25 Jul 2013

Shareholders' Association welcomes FMA civil action

9:06 am on 25 July 2013

The New Zealand Shareholders' Association is welcoming the Financial Markets Authority's decision to take the first civil action for market manipulation under the Securities Markets Act.

The Financial Markets Authority (FMA) has filed six claims against Brian Henry, one of the founders of Diligent Board Member Services.

It alleges certain orders and trades he made in 2010 breached the market manipulation provisions of the Securities Markets Act. Mr Henry, who left Diligent in March 2009, faces a maximum fine of $1 million for each contravention.

Shareholders' Association chairman John Hawkins says the legal action is another indication the FMA is steadily moving to eliminate undesirable activities from financial markets.

He says prior to the advent of the FMA many retail investors felt regulators were not given any teeth. "Now the FMA through various actions over the last couple of years, and the recently announced one, have shown that we do in fact have teeth and that there's nowhere for people who are perceived to have engaged in inappropriate behaviour to go and hide."

The FMA won't say why it chose to take civil action rather than a criminal prosecution, other than to say it made its decision taking into account the details of the case and its enforcement policy.

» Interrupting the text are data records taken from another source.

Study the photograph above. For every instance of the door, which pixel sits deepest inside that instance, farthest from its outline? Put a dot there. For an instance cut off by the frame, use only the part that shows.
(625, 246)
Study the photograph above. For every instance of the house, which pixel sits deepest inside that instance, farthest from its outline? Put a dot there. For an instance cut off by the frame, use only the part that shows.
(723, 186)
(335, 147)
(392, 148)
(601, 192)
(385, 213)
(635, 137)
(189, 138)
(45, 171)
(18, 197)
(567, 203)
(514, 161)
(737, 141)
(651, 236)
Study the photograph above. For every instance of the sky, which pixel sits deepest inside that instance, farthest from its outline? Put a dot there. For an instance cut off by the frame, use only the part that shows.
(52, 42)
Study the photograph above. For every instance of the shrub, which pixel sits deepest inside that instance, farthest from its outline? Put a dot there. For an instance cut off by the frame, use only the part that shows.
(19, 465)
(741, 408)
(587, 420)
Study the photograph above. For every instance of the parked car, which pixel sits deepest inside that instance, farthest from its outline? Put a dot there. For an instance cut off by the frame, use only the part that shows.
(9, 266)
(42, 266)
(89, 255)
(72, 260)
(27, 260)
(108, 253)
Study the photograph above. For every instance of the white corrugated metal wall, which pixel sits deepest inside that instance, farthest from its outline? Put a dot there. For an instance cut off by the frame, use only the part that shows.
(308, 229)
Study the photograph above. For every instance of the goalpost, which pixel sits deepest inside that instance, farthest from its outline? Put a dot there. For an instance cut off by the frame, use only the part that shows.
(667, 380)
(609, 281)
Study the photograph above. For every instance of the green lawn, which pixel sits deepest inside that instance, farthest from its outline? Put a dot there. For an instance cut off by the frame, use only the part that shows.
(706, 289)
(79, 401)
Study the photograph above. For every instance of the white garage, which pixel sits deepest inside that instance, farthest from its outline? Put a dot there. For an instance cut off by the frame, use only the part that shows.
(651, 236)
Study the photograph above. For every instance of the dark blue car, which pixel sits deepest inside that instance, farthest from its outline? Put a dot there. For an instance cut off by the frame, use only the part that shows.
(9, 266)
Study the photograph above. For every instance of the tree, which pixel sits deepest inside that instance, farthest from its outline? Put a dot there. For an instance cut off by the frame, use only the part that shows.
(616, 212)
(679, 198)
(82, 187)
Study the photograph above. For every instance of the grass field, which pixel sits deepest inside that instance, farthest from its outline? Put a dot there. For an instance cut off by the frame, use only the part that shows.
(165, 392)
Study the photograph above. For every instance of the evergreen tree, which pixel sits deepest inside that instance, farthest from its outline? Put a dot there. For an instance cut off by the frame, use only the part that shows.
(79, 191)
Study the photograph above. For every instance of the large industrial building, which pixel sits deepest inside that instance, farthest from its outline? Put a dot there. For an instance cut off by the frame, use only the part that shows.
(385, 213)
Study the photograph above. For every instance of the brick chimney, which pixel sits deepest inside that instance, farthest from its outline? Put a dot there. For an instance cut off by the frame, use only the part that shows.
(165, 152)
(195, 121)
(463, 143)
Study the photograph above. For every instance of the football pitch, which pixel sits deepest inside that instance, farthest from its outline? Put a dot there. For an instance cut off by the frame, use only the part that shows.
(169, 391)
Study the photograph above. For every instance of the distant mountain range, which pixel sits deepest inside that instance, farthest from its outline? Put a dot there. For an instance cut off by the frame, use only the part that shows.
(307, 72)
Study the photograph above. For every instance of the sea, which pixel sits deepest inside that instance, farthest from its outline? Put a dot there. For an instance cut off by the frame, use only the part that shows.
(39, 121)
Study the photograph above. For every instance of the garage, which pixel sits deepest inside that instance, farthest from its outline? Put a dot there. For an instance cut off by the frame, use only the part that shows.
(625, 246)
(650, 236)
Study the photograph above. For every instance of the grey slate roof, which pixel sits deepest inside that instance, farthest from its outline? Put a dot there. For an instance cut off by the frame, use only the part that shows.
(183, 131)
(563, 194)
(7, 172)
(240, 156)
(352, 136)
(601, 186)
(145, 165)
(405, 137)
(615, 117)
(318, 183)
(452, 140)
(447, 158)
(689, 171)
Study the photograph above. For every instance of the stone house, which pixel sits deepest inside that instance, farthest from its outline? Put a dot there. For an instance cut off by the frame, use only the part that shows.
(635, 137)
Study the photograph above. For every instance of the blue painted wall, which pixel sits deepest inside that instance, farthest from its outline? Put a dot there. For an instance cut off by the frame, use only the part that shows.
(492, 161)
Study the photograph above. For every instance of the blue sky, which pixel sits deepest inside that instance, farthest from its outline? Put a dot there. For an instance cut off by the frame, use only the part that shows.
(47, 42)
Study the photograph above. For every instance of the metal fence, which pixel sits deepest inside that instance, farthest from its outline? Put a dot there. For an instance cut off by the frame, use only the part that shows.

The penalties for a criminal conviction include a prison term of up to five years and a fine of up to $300,000 for an individual.

A barrister who specialises in corporate and securities law, Jenny Cooper, says there are a number of considerations which might have led to the FMA choosing a civil action.

She says criminal liability for market manipulation requires proof of actual knowledge by the alleged offender that the statement or conduct is false or misleading, whereas for civil liability it's enough if the person ought reasonably to know it's false or misleading.

Ms Cooper says the claim is easier to prove in civil action, because it's about probabilities rather than requiring proof beyond reasonable doubt.

In civil action, she says, there is a wider range of remedies available. "For a start there's a civil pecuniary penalty option where the maximum penalty is actually higher than the maximum criminal fine and in addition the court can make compensatory orders in civil proceedings to compensate anyone who's lost money as a result of the offending."

Brian Henry was New Zealand's shortest-lived listed company chief executive, resigning 24 hours after the company's shares began trading in December 2007.

That was because he failed to reveal in Diligent's prospectus that he had been bankrupted over the collapse of Energycorp in the wake of the 1987 stock market crash.

Mr Henry says the Securities Commission, which has now been replaced by the Financial Markets Authority, decided to take no action. He says the trading had a minimal effect on the market, with the net effect of the trades being just $1500.

Mr Henry, who now lives in New York, says he will respond vigourously to the legal action.